Anomalisa de Charlie Kaufman & Duke Johnson

Anomalisa : entre cauchemar de l’inéluctabilité d’une vie sans vie, humour pince-sans-rire et poésie étincelante.

anomalisa-afficheUn film. Surtout un film, avant d’être un film d’animation. Et quand on en prend conscience, alors on se dit « oui mais un film d’animation pour adultes ». Dans quel sens ? Oui il y a un peu de sexe, de corps nus. De marionnettes, d’ailleurs. Des bitures, des clopes, des conférences, des avions, une ville, des téléphones, de l’agitation. Bref, un monde d’adultes qui avancent dans tous les sens. Mais ce n’est pas que cela. Il y a aussi tout une atmosphère baignée de lenteur, contemplative, sans parole – sans être silencieuse : on y entend les bruits de portes qui grincent, les bruits des néons, le bruit étouffé des réacteurs et la petite cloche du « Fasten your seat belt » dans la calme cabine de l’avion où tout le monde dort avant d’atterrir à Cincinnati. Les bruits du moteur du taxi, le brouhaha du fond du bar, le bruit froid de la solitude de l’homme à mille lieux de sa famille qui ne semble plus l’intéresser. Un homme qui a baissé les bras, la constatation d’un passage à vide qui dure peut-être depuis longtemps. Des souvenirs, d’une a(i)mante qu’il a quittée sans raison apparente un jour il y a longtemps. Et qui n’a jamais compris. Et puis advient… une étincelle ? Un ensoleillement ?

« - Je vous trouve extraordinaire.

- Pourquoi ?

- Je ne sais pas encore, mais pour moi, c’est une évidence. »
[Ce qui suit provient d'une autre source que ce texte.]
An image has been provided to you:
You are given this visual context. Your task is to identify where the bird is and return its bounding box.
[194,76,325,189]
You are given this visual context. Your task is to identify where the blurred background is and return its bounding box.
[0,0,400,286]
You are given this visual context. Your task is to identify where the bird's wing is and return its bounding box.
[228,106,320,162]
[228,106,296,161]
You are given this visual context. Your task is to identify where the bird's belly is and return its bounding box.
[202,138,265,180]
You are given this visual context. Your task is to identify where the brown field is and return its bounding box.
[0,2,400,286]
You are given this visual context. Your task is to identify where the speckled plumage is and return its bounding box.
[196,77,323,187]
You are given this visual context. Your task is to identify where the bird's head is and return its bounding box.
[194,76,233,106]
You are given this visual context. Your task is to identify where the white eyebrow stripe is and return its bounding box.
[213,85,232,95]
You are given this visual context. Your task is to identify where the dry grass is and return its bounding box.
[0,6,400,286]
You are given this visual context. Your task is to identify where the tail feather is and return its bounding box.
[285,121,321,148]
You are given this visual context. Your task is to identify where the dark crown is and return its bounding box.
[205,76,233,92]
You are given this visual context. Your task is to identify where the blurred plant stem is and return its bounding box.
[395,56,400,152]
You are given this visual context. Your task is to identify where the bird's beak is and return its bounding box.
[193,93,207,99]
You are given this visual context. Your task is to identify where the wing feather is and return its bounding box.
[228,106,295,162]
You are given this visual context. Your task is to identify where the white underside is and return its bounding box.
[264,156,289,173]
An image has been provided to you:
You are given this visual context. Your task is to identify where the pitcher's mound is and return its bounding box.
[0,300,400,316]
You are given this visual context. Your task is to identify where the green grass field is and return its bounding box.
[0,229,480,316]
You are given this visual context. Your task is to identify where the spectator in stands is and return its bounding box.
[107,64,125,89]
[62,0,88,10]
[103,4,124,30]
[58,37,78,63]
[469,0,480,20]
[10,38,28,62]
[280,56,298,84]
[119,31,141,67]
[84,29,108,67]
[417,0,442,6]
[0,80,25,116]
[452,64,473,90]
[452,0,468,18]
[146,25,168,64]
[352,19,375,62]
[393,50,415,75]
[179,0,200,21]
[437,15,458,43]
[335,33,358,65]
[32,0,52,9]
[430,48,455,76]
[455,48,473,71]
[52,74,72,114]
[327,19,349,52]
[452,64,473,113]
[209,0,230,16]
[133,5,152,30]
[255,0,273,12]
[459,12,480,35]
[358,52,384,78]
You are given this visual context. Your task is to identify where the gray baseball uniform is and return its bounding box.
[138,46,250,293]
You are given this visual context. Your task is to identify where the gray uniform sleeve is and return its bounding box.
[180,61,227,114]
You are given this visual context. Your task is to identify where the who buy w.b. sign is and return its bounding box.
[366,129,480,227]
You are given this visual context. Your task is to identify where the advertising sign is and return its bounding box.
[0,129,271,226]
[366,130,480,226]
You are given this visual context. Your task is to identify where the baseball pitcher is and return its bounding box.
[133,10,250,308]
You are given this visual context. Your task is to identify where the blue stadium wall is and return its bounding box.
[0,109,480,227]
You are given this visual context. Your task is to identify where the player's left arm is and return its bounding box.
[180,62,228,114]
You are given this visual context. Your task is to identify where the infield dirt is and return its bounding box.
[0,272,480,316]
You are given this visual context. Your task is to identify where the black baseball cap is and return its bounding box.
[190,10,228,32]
Le parti pris esthétique est marquant, dès les premières images. Atypique. Des marionnettes comme des robots, mais si incarnées – du latin carnem : corps, viande, chair. Le mélange de techniques stop-motion et manipulation des poupées a un effet ambivalent de réalisme et de curiosité. On ressent les grains de peau d’une façon justement très charnelle, quand un gros plan se laisse aller à zoomer en lumière frisante sur un avant-bras et sa chair de poule. On ressent les frissons, les lassitudes, les espoirs. Le pertinent doublage, par des acteurs chevronnés, ajoute de l’émotion par un tremblement de voix et de la légèreté par une phrase riante. Jennifer Jason Lee y apparaît candide, fraîche et meurtrie, à mille lieux de sa prestation dans Les 8 Salopards !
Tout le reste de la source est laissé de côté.